Offers executive producer Charlene Kelly, "A.A. Milne's bear has aged gracefully in the last hundred years. But what happened, back-when, that made him and his pals who they are in the book? A heck of a big adventure, that's what — one that needs a big screen. Audiences will be transported to somewhere they never expected."
de Seve adds, "I think this unsinkable young cub is totally relatable for today's kids, with his hell-bent craving for honey and his ludicrous schemes to get it. The whole gang is hilarious and are even more hilarious as kids, we're finding out."
Alan Alexander Milne (1882 to 1956) was actually a successful playwright before he wrote Winnie-the-Pooh. In 1925 he started writing the stories, focusing on a boy named Christopher Robin (after the author's own son, Christopher Robin Milne), finding inspiration in the boy's stuffed animals. The character of Pooh first made an appearance on Christmas Eve, 1925 in the pages of the London Evening News in a story titled "The Wrong Sort of Bees."

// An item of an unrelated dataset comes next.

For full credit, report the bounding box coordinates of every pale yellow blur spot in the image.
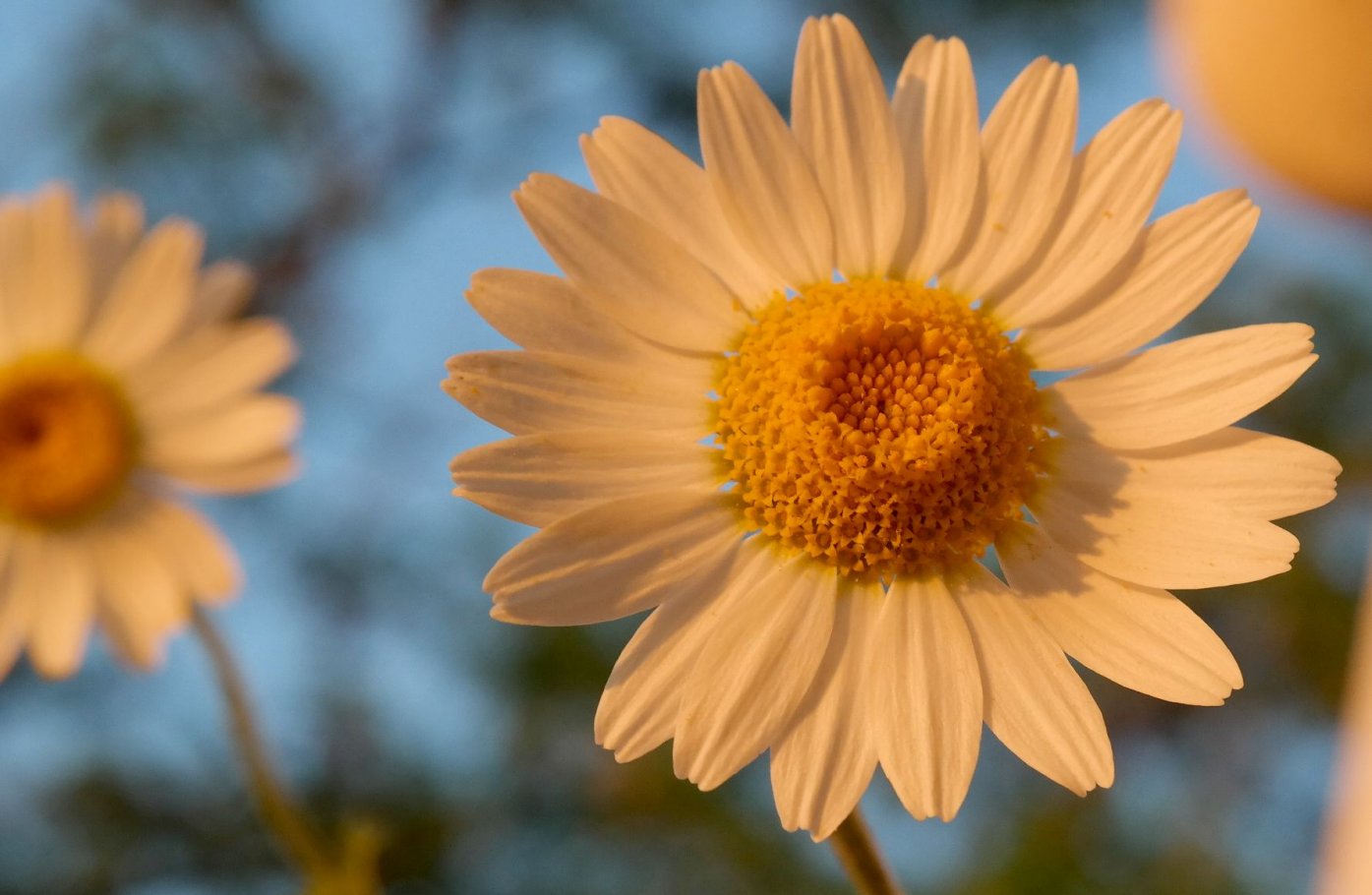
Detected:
[1156,0,1372,212]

In 1926 he wrote the book Winnie-the-Pooh (which was a collection of a short stories), followed in 1928 by The House at Pooh Corner. When he died in 1956, the left the rights to the Pooh books to his family, the Royal Literary Fund, Westminister School and the Garrick Club. Following her husband's death, his widow sold her rights to producer Stephen Slesinger, whose wife, after his death, sold the rights to the Walt Disney Company. Flash forward to 2001, and the other beneficiaries sold their interest in the property to Disney for $350 million, allowing the Mouse House to be the sole owner of all Winnie-the-Pooh material that has not fallen into the public domain.